Cory Jefferson put up 11.2 points and 6.8 rebounds in the Nets’ five Summer League games.

Associated Press— John Raoux

Cory Jefferson knows the label, but he’s not worried about it. He’s even used it as a hashtag on Twitter.

Mr. Irrelevant.

That’s the not-so-glamorous title with which the final player taken in the draft is christened. The perception is that the last pick of the second round is unlikely to make much of an impact in the NBA. History has sometimes borne that out.

But Jefferson wasn’t a history major at Baylor, and even if he had been he’s more interested in changing that perception. If Jefferson’s recent stint in the NBA’s Summer League is any indication, he could prove more relevant than even the Brooklyn Nets may have expected.

“Most games I felt I played pretty well,” Jefferson said. “There were a few games where I didn’t meet my actual goals. But, personally, I think with the minutes I was given I was productive.”

Jefferson averaged 11.2 points and 6.8 rebounds in the Nets’ five Summer League games, which wrapped up Friday in Orlando, Fla. Always a fierce finisher at the rim, he made 21 of his 30 attempts from the field, a blistering 70 percent.

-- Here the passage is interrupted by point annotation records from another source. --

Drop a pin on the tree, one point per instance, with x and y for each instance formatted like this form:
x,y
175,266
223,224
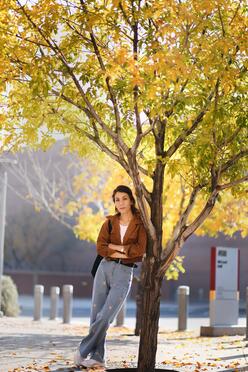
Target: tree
x,y
158,86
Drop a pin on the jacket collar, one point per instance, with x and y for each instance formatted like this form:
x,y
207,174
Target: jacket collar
x,y
136,218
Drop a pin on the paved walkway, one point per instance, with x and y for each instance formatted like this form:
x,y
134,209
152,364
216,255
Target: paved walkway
x,y
45,346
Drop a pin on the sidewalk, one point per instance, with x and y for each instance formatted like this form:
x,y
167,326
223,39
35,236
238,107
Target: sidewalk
x,y
45,346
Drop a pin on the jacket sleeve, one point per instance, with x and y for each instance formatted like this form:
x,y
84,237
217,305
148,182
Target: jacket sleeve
x,y
103,240
137,249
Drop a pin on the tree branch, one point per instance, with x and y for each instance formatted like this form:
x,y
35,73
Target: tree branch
x,y
233,183
180,139
233,160
62,58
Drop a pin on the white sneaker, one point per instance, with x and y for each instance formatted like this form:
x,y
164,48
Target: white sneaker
x,y
78,360
92,363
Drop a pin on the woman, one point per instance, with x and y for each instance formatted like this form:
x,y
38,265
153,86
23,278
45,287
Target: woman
x,y
122,242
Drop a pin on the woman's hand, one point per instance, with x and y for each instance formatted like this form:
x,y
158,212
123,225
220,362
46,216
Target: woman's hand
x,y
117,251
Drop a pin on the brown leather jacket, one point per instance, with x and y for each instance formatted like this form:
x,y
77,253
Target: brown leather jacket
x,y
134,241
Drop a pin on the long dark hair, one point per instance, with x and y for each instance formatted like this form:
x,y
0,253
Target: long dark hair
x,y
128,191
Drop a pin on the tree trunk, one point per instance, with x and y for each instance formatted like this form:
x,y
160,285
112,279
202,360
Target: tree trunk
x,y
150,317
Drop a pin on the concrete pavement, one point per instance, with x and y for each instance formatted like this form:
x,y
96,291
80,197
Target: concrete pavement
x,y
26,345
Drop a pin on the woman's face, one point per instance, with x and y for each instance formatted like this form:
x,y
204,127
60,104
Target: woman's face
x,y
122,202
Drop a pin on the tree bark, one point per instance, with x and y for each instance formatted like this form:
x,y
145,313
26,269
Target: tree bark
x,y
150,317
139,297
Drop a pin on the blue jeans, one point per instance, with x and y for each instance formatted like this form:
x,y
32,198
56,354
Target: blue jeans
x,y
111,286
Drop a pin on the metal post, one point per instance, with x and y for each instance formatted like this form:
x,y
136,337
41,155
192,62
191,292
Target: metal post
x,y
246,313
120,319
54,299
3,193
67,303
38,301
183,301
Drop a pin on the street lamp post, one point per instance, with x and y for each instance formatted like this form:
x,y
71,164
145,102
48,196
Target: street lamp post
x,y
3,192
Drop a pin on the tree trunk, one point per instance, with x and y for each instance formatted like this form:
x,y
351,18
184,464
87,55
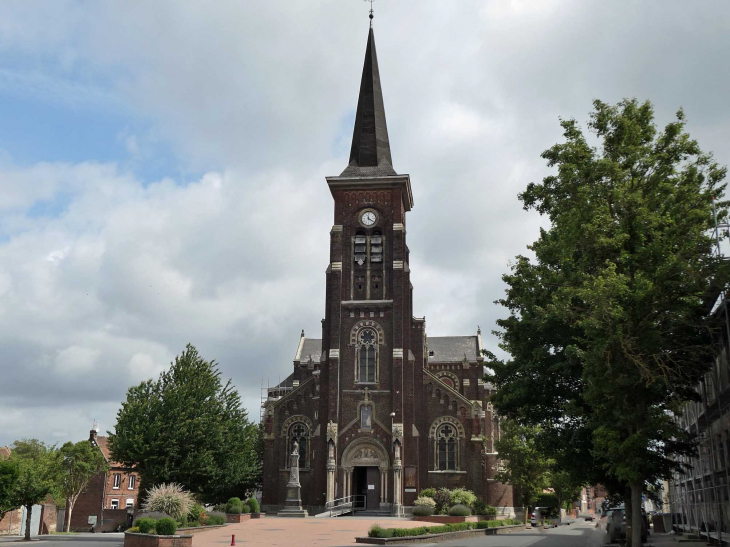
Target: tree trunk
x,y
628,515
637,489
70,511
29,511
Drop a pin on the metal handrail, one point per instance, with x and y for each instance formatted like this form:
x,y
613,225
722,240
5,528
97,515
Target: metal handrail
x,y
348,503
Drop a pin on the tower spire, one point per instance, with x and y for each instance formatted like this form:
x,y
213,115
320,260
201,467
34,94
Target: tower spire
x,y
370,152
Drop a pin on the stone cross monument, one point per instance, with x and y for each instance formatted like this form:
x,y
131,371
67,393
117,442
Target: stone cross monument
x,y
293,506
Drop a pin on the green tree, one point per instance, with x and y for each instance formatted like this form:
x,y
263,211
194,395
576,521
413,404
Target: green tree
x,y
38,475
8,479
79,463
188,427
609,329
524,465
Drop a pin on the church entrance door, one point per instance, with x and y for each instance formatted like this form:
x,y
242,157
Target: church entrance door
x,y
366,483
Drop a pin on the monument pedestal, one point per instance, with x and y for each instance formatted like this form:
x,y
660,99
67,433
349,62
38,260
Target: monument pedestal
x,y
293,507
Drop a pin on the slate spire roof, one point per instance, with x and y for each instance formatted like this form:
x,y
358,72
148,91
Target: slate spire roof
x,y
370,152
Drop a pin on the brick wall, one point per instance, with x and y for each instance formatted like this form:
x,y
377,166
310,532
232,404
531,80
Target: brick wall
x,y
10,524
145,540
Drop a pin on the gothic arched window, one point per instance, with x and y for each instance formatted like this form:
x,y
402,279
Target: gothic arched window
x,y
446,447
298,432
366,355
366,417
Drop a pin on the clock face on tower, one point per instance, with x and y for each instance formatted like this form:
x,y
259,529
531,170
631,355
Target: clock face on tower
x,y
368,218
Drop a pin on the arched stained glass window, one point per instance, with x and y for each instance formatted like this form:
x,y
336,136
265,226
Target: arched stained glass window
x,y
446,447
366,355
298,432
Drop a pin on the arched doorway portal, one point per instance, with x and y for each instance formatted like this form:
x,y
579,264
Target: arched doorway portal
x,y
365,463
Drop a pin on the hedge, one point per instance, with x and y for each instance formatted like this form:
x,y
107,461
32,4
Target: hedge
x,y
378,532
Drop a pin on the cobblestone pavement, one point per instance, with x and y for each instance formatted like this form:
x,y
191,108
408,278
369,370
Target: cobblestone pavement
x,y
287,532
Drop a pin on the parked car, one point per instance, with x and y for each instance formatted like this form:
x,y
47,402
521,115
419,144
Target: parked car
x,y
616,525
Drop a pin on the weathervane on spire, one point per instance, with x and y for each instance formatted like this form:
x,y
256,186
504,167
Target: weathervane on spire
x,y
371,11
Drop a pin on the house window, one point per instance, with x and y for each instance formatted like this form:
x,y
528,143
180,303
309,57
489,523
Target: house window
x,y
367,342
446,447
298,433
366,417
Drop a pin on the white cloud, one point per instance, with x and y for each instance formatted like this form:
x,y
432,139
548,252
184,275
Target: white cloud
x,y
126,268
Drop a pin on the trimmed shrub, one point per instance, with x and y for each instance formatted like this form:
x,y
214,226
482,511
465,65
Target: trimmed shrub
x,y
423,511
427,493
145,525
378,532
215,520
234,506
170,499
459,511
166,526
443,500
489,524
253,503
197,513
460,496
428,502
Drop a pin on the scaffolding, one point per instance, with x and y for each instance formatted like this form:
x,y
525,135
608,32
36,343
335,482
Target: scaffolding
x,y
699,496
272,393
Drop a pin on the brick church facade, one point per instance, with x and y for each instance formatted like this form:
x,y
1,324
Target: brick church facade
x,y
379,409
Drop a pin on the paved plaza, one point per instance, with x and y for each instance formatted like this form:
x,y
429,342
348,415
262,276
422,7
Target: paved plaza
x,y
286,532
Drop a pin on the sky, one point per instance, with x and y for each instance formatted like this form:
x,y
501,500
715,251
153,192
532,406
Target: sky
x,y
162,168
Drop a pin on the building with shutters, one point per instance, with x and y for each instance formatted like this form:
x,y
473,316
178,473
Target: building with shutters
x,y
379,409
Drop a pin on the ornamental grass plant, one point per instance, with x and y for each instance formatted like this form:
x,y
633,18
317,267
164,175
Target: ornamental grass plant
x,y
170,499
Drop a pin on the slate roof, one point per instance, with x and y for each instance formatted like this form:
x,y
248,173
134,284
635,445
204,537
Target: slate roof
x,y
451,349
313,347
370,151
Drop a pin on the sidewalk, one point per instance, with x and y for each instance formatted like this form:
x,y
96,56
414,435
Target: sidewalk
x,y
662,540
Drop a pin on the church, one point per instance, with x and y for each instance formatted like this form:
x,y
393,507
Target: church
x,y
379,409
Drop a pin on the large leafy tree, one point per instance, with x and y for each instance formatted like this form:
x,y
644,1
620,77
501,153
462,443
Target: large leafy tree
x,y
189,427
38,475
609,329
524,464
8,479
79,462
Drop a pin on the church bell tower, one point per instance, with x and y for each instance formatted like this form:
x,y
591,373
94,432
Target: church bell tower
x,y
367,362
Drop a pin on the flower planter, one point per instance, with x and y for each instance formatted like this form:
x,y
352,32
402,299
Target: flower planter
x,y
133,539
236,518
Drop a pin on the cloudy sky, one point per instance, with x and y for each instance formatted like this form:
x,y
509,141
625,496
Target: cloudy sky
x,y
162,168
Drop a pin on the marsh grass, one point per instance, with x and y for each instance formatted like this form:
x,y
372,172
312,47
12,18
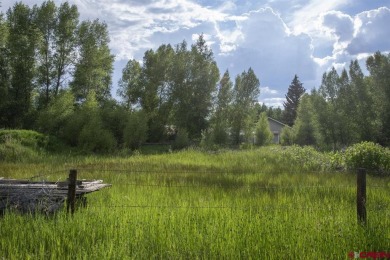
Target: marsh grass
x,y
258,204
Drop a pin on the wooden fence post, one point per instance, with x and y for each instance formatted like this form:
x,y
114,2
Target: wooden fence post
x,y
361,196
71,201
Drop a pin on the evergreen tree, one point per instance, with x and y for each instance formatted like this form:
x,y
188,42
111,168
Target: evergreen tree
x,y
294,93
306,127
263,133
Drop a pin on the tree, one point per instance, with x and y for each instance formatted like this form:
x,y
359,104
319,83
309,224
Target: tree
x,y
156,98
136,130
21,47
294,93
46,21
95,63
364,115
220,118
130,84
263,133
93,137
65,43
306,127
379,67
4,72
195,76
245,96
52,118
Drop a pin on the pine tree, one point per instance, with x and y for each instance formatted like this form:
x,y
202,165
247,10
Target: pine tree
x,y
295,91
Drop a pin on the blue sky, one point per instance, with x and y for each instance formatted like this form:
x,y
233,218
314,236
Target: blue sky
x,y
277,38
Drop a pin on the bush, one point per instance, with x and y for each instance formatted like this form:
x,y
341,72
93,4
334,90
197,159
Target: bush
x,y
368,155
307,158
27,138
136,130
14,151
287,136
181,141
94,138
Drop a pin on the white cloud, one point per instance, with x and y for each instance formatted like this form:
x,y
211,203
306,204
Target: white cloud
x,y
268,90
372,32
305,19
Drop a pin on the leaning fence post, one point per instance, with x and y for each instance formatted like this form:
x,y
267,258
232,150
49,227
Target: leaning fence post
x,y
71,191
361,196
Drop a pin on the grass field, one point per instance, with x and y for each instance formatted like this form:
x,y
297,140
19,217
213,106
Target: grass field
x,y
261,204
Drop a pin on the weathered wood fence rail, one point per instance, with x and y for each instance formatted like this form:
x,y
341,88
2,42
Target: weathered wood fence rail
x,y
45,196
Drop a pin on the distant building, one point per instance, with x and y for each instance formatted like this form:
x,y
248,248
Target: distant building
x,y
276,129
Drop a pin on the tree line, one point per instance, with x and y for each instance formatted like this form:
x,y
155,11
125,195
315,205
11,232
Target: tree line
x,y
55,77
347,108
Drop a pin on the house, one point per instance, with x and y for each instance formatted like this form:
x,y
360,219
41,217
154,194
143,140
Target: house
x,y
276,128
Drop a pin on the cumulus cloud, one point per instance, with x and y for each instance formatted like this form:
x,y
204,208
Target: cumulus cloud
x,y
372,32
267,45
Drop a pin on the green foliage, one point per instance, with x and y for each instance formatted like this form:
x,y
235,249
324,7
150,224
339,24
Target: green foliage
x,y
293,96
307,158
181,141
94,68
13,151
245,95
263,132
368,155
192,205
27,138
287,136
306,127
94,138
136,130
52,119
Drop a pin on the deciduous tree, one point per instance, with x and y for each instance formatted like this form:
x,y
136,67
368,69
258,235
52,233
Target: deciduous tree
x,y
294,93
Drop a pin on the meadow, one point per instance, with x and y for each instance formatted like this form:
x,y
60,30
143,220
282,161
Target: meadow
x,y
266,203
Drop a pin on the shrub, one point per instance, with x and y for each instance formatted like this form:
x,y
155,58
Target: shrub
x,y
27,138
14,151
136,130
368,155
287,136
306,158
94,138
181,141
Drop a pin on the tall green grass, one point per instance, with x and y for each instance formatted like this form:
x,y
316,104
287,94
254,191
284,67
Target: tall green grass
x,y
260,204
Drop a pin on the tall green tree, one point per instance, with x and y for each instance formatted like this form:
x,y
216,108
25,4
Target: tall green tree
x,y
94,66
65,44
364,115
245,96
220,118
21,46
130,84
156,98
263,133
294,93
328,112
195,76
306,127
379,67
4,71
46,21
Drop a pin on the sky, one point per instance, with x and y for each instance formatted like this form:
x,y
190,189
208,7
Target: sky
x,y
278,39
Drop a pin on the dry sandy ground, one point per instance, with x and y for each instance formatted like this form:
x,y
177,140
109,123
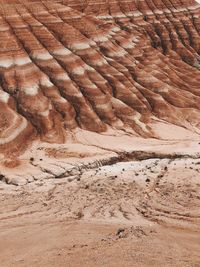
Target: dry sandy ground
x,y
110,200
136,213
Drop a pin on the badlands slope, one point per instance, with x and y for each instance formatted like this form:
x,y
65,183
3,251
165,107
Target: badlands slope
x,y
99,133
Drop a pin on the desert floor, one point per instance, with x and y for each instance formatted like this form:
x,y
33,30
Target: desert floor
x,y
134,213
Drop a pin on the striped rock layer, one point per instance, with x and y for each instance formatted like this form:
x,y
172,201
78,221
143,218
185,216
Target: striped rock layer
x,y
96,64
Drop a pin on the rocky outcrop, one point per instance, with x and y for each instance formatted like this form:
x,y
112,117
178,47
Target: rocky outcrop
x,y
94,65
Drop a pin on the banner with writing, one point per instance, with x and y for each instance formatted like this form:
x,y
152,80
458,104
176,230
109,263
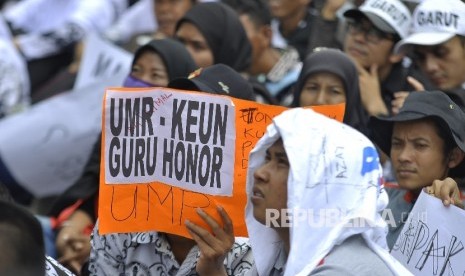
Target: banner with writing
x,y
101,59
432,240
46,147
168,152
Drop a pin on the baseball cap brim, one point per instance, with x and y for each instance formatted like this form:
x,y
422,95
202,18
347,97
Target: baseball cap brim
x,y
424,38
374,19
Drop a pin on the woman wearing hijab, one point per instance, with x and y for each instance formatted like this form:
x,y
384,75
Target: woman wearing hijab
x,y
74,213
159,253
314,207
328,76
213,33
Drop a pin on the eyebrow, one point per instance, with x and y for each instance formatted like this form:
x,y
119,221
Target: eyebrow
x,y
418,139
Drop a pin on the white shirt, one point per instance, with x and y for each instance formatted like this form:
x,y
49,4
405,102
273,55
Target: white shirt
x,y
149,253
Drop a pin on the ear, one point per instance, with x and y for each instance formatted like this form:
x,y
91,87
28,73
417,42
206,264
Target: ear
x,y
395,58
455,157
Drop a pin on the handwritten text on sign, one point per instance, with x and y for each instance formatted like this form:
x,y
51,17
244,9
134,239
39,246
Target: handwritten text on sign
x,y
174,138
431,242
156,191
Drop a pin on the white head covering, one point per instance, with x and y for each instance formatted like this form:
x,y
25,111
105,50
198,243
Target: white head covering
x,y
334,172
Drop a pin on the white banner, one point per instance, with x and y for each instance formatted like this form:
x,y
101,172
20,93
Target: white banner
x,y
101,59
46,147
185,140
432,240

But Jefferson knows that it’s a LeBron James-like leap from the Summer League to actual NBA competition. There are areas in which he knows he must get better. Namely, he must add beef, which isn’t so easy as venturing into Brooklyn’s most popular meat market and placing an order.

“For my own game, building up my strength is the biggest thing,” Jefferson said. “That’s something I’ve got to work on every year, and I know that. So I’m going to be working hard at building strength and adding muscle.”

While Jefferson wore No. 34 at Baylor — along with his signature shooting sleeves — he switched to No. 21 with the Nets. It wasn’t an accident, either. When Brooklyn’s equipment manager asked Jefferson what number he wanted, he opted for 21 as a tribute to his former Bears teammate Isaiah Austin.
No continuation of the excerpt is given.